Compte tenu de l'issue du litige, il convient de condamner la société [Localité 5] AMBULANCES aux dépens de l'appel. Il n'appartient en revanche pas à la cour d'appel de statuer par avance sur la charge des frais liés à une éventuelle exécution forcée du présent arrêt, comme demandé par M. [J], ces frais étant régis par les dispositions d'ordre public de l'article L. 111-8 du code des procédures d'exécution et relevant de la compétence exclusive du juge de l'exécution en cas de litige.
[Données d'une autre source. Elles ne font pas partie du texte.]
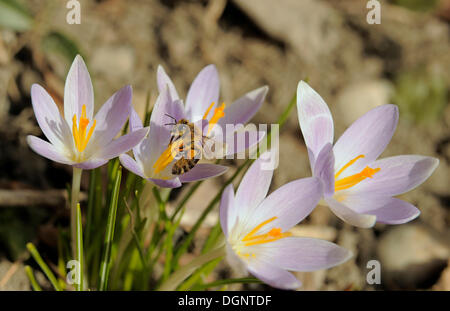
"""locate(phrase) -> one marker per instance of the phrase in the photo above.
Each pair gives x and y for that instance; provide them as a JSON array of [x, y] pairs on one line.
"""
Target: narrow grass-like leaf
[[109, 236], [226, 282], [37, 257], [33, 282], [80, 255]]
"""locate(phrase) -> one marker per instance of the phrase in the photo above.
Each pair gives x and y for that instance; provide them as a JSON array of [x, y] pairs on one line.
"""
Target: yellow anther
[[167, 156], [79, 133], [350, 181], [273, 235]]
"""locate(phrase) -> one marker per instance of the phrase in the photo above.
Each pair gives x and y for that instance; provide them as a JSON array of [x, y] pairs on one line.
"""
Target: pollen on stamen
[[350, 181]]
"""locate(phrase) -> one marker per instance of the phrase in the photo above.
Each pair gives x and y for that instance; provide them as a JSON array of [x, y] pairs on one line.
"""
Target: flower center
[[172, 150], [273, 235], [252, 238], [80, 137], [350, 181]]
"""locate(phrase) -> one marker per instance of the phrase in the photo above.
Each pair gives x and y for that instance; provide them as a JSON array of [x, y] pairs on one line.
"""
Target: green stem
[[184, 272], [76, 181], [109, 237], [34, 283], [51, 277], [226, 282], [80, 248]]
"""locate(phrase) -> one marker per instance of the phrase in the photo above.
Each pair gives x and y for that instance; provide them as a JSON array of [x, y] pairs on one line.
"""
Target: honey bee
[[190, 149]]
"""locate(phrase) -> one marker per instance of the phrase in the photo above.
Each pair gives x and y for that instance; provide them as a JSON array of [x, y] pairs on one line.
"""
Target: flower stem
[[76, 181], [185, 271]]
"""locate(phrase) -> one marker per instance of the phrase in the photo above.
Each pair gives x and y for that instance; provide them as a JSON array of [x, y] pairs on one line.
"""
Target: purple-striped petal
[[324, 169], [368, 136], [164, 81], [78, 91], [387, 210], [130, 164], [290, 203], [315, 120], [240, 141], [203, 171], [122, 144], [91, 164], [303, 254], [273, 275], [349, 215], [244, 108], [50, 121], [110, 119], [254, 186], [203, 91], [135, 122], [47, 150], [169, 183], [397, 175], [227, 210]]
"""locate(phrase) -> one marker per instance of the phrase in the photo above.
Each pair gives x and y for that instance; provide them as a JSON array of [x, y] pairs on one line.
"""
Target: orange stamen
[[79, 133], [205, 116], [273, 235], [350, 181], [218, 114], [167, 156]]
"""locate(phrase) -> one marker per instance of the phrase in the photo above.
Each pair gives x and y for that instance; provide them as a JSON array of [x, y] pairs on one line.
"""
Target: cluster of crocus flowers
[[357, 187], [257, 228], [79, 138], [155, 155], [347, 177]]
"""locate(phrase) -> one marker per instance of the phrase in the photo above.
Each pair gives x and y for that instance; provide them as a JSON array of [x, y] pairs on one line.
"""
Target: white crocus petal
[[386, 209], [274, 276], [204, 90], [290, 203], [324, 169], [397, 175], [228, 211], [253, 187], [47, 150], [110, 119], [303, 254], [164, 81], [367, 136], [350, 216], [78, 91], [315, 120], [130, 164], [50, 120]]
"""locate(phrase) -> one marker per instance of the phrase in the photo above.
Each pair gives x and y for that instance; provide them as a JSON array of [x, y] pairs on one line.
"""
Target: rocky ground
[[355, 66]]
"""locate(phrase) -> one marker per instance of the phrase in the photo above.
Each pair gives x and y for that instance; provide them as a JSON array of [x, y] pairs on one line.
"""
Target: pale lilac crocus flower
[[154, 157], [218, 122], [256, 228], [358, 188], [79, 138], [150, 149]]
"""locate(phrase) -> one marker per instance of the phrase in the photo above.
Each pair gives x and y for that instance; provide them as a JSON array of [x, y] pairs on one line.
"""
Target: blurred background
[[355, 66]]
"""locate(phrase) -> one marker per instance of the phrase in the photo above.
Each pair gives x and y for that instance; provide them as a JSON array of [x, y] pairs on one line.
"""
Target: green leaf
[[109, 237], [14, 16], [58, 43]]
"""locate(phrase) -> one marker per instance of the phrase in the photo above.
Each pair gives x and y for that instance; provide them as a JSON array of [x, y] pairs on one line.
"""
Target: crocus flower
[[78, 138], [357, 187], [201, 108], [150, 149], [256, 228]]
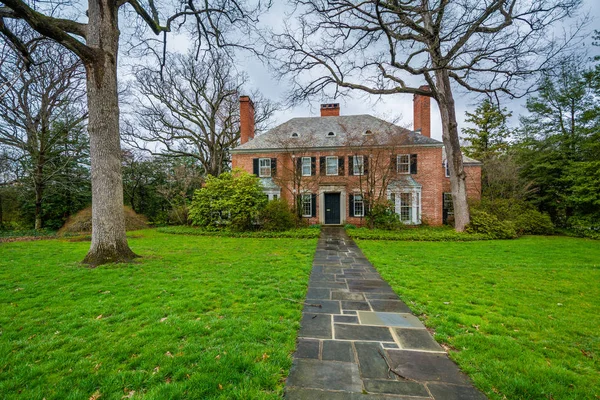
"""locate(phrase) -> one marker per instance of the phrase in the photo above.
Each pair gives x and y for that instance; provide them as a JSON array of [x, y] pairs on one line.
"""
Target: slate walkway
[[351, 321]]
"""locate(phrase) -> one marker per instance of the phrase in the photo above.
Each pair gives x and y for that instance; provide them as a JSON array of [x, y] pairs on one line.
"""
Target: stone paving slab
[[359, 341]]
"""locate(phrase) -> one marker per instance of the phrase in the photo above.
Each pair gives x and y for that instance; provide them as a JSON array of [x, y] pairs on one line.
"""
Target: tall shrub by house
[[233, 199]]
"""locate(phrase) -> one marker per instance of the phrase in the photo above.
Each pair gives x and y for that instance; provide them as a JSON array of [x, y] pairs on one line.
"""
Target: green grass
[[300, 233], [419, 234], [196, 317], [523, 315]]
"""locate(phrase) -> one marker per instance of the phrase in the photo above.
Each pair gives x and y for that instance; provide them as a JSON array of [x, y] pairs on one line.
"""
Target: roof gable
[[335, 132]]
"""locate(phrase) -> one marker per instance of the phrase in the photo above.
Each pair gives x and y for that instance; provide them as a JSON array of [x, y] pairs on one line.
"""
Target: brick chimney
[[246, 119], [330, 110], [422, 113]]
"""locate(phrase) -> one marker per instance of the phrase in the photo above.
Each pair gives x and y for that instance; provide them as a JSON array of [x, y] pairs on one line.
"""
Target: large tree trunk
[[458, 182], [39, 192], [109, 243]]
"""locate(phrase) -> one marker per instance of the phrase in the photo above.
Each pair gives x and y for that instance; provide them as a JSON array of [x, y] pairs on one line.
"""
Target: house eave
[[327, 148]]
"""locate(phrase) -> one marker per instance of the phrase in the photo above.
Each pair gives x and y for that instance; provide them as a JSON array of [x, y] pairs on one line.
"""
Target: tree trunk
[[453, 153], [39, 192], [109, 242]]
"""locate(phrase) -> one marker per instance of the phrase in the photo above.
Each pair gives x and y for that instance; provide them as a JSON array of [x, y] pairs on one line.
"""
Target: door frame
[[343, 200]]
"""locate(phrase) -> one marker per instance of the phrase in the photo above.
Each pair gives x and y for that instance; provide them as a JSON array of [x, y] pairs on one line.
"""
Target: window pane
[[265, 167], [306, 166], [332, 165], [359, 166], [405, 206], [403, 163], [306, 205], [359, 206]]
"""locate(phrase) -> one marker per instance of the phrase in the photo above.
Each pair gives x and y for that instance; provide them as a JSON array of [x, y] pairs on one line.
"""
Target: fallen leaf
[[96, 395]]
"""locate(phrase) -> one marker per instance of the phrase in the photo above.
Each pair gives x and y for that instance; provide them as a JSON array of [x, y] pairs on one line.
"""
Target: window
[[403, 163], [306, 166], [307, 205], [264, 165], [359, 206], [272, 194], [359, 165], [407, 204], [405, 207], [331, 166]]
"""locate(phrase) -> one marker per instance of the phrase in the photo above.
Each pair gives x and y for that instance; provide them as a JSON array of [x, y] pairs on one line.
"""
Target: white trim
[[260, 167], [309, 166], [407, 163], [302, 197], [343, 202], [415, 204], [357, 166], [362, 202], [337, 165]]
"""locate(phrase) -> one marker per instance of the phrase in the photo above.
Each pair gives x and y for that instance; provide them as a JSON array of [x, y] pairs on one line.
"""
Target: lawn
[[522, 317], [196, 317]]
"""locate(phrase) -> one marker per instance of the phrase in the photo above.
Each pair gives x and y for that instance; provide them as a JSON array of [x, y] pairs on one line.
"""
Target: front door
[[332, 208]]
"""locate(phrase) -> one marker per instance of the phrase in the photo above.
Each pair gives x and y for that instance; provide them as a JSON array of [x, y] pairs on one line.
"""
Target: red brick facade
[[423, 181]]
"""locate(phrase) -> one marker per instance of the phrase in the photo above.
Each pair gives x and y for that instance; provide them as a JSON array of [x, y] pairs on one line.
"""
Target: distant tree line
[[552, 159]]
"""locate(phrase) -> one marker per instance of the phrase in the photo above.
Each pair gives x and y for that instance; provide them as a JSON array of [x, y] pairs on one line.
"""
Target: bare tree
[[96, 43], [191, 109], [382, 47], [32, 105]]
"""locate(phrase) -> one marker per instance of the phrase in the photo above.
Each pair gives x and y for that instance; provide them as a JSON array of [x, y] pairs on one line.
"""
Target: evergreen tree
[[489, 136], [558, 144]]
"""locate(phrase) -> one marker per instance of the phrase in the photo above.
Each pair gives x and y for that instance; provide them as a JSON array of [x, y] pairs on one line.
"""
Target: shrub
[[178, 215], [81, 223], [525, 218], [383, 216], [277, 216], [233, 199], [488, 224], [587, 227]]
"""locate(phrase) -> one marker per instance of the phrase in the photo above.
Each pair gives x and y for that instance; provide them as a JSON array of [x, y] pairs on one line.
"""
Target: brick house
[[333, 166]]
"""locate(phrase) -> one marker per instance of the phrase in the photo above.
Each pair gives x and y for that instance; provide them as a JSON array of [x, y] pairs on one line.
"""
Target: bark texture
[[458, 183], [109, 242]]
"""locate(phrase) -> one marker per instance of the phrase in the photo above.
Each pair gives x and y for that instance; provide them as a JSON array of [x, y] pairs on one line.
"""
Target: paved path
[[354, 326]]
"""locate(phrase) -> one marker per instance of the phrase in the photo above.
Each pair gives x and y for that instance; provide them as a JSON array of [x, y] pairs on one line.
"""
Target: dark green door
[[332, 208]]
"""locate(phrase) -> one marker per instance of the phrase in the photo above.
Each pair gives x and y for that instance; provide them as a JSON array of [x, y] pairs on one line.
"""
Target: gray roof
[[348, 130]]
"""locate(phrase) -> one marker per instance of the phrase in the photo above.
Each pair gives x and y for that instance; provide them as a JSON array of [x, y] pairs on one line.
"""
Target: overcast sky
[[386, 107]]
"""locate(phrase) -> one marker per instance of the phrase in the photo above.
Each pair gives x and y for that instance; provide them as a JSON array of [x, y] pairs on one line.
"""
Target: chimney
[[422, 113], [246, 119], [330, 110]]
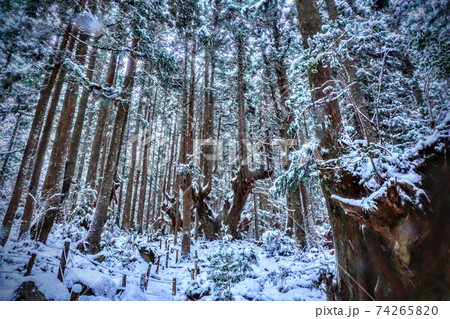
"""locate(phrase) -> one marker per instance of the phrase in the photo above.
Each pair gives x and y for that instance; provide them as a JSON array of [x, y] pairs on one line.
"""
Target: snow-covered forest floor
[[273, 269]]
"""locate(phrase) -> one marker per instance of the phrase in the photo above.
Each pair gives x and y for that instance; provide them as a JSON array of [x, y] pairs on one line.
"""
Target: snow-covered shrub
[[228, 266], [198, 288], [275, 243]]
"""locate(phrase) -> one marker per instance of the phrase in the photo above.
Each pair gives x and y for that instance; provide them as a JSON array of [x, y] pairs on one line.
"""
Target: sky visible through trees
[[224, 150]]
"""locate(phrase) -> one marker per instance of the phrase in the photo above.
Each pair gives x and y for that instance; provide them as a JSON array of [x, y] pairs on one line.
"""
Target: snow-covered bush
[[275, 243], [228, 266]]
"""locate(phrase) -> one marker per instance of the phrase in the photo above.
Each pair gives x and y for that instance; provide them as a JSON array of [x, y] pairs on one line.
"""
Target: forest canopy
[[312, 131]]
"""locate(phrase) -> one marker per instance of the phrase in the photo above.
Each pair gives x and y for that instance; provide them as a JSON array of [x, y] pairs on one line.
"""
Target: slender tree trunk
[[78, 126], [101, 123], [189, 150], [52, 186], [244, 180], [33, 138], [128, 218], [101, 213], [8, 153], [361, 116], [33, 187]]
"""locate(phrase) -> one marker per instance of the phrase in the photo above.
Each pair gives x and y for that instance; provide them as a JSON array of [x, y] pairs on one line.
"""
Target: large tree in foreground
[[391, 244]]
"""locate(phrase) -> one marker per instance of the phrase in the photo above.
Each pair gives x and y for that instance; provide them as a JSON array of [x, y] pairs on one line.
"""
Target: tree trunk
[[78, 126], [33, 187], [33, 138], [361, 116], [101, 212], [8, 153], [244, 180], [51, 188], [400, 250], [102, 118], [189, 150]]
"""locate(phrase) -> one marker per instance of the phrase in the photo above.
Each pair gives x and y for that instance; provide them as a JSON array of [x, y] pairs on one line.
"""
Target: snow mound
[[101, 284], [133, 293]]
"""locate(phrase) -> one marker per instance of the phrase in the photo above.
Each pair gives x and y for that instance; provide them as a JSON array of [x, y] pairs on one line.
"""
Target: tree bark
[[91, 174], [33, 138], [189, 150], [101, 212], [33, 187], [78, 126], [244, 180], [52, 186]]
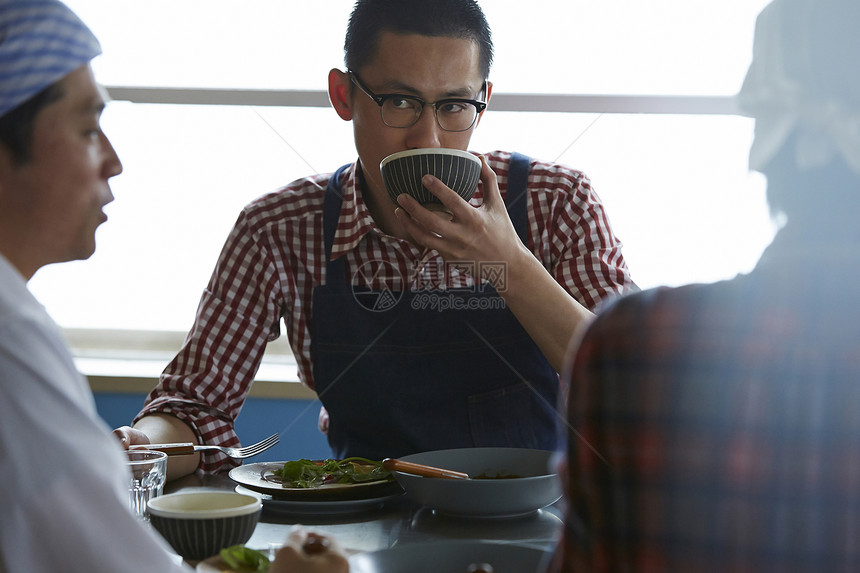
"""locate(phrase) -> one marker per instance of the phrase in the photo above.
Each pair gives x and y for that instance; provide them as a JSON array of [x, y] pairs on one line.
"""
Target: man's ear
[[339, 90]]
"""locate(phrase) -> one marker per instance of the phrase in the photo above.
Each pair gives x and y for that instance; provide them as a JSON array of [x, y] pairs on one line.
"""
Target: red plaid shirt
[[716, 428], [274, 257]]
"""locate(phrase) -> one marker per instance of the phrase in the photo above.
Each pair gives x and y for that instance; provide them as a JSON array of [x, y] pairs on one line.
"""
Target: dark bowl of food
[[199, 524], [402, 173], [503, 482]]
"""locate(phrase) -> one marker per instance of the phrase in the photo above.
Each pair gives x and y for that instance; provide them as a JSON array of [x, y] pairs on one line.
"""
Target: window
[[652, 124]]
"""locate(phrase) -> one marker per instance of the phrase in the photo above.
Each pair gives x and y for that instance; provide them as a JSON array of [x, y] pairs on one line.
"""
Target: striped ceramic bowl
[[402, 172], [199, 524]]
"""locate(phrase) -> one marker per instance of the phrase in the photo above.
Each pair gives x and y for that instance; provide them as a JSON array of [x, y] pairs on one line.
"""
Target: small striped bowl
[[402, 172], [199, 524]]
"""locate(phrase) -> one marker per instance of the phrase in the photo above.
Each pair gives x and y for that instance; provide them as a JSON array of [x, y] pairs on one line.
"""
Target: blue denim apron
[[408, 377]]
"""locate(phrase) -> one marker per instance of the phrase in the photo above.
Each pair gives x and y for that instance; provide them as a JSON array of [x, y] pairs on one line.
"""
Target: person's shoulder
[[299, 199], [664, 305]]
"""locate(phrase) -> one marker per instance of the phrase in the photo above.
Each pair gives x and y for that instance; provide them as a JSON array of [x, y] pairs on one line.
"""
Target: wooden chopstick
[[421, 470]]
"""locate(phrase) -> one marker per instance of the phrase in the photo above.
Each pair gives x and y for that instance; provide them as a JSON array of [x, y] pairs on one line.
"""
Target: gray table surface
[[395, 522]]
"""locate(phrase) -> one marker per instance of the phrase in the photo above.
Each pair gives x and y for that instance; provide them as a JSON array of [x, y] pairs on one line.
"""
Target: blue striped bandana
[[41, 41]]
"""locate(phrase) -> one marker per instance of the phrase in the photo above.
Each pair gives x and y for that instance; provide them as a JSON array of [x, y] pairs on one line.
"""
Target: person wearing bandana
[[714, 427], [416, 332], [64, 494]]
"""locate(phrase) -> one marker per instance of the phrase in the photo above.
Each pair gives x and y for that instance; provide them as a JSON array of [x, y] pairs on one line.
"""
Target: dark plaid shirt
[[716, 428]]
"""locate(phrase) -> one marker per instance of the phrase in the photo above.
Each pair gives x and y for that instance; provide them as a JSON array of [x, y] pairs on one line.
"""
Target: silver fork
[[183, 449]]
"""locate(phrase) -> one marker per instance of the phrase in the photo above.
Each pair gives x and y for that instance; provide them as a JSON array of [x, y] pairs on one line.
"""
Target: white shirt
[[63, 482]]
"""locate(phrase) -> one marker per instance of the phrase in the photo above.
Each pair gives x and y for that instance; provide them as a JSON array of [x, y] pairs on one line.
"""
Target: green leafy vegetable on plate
[[308, 474], [239, 556]]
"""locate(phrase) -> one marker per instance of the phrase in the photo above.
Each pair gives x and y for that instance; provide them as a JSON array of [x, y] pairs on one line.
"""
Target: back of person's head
[[461, 19], [803, 90], [41, 41]]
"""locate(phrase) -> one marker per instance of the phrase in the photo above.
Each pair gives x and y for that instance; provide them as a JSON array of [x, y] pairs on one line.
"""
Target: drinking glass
[[147, 474]]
Par équité, la société [Localité 5] AMBULANCES sera en outre condamnée à payer à M. [J] la somme de 1 000 euros au titre de l'article 700 du code de procédure civile. La société AMBULANCES DE [Localité 6] sera par ailleurs déboutée de la demande présentée sur ce fondement.

PAR CES MOTIFS

La cour, statuant par mise à disposition au greffe par arrêt contradictoire, après en avoir délibéré conformément à la loi,

INFIRME le jugement du conseil de prud'hommes de Colmar du 06 septembre 2022 en ce qu'il a :

- condamné la S.A.R.L. AMBULANCES DE [Localité 6] au paiement de la somme de 222,63 euros au titre des heures supplémentaires effectuées au cours de la période du 03 septembre 2018 au 31 mars 2019,

- débouté M. [W] [J] de ses demandes au titre des heures supplémentaires effectuées postérieurement au 31 mars 2019,

- débouté M. [W] [J] de sa demande de dommages et intérêts au titre du dépassement de la durée hebdomadaire de travail,

- débouté M. [W] [J] de sa demande de rappel de salaire pour le mois de mai 2020,

- condamné la S.A.R.L. [Localité 5] AMBULANCES au paiement de la somme de 49,56 euros net au titre de l'indemnité de repas unique,

- débouté M. [W] [J] de sa demande au titre des temps d'habillage et de déshabillage,

- débouté M. [W] [J] de sa demande de dommages et intérêts au titre de l'entretien des tenues professionnelles ;

CONFIRME le jugement sur le surplus de ses dispositions soumises à la cour ;

Statuant à nouveau des chefs infirmés et y ajoutant,

CONDAMNE la S.A.R.L. [Localité 5] AMBULANCES à payer à M. [W] [J] les sommes suivantes :

- 2 000 euros brut (deux mille euros) au titre des heures supplémentaires effectuées postérieurement au 31 mars 2019, outre 200 euros brut (deux cents euros) au titre des congés payés y afférents,

- 1 000 euros net (mille euros) à titre de dommages et intérêts pour dépassement de la durée hebdomadaire de travail,

- 50,62 euros brut (cinquante euros et soixante-deux centimes) à titre de rappel de salaire pour le mois de mai 2020,

- 132,16 euros net (cent trente-deux euros et seize centimes) au titre de l'indemnité de repas unique,

- 200 euros brut (deux cents euros) au titre des temps d'habillage et de déshabillage,

- 250 euros net (deux cent cinquante euros) à titre de dommages et intérêts pour l'entretien des tenues professionnelles ;

CONDAMNE in solidum la S.A.R.L. AMBULANCES DE [Localité 6] et la S.A.R.L. [Localité 5] AMBULANCES à payer à M. [W] [J] la somme de 500 euros brut (cinq cents euros) au titre des heures supplémentaires effectuées du 03 septembre 2018 au 31 mars 2019, outre 50 euros brut (cinquante euros) au titre des congés payés y afférents ;

CONDAMNE la S.A.R.L. [Localité 5] AMBULANCES aux dépens de la procédure d'appel ;

CONDAMNE la S.A.R.L. [Localité 5] AMBULANCES à payer à M. [W] [J] la somme de 1 000 euros (mille euros) sur le fondement de l'article 700 du code de procédure civile ;

DÉBOUTE la S.A.R.L. AMBULANCES DE [Localité 6] de sa demande au titre de l'article 700 du code de procédure civile.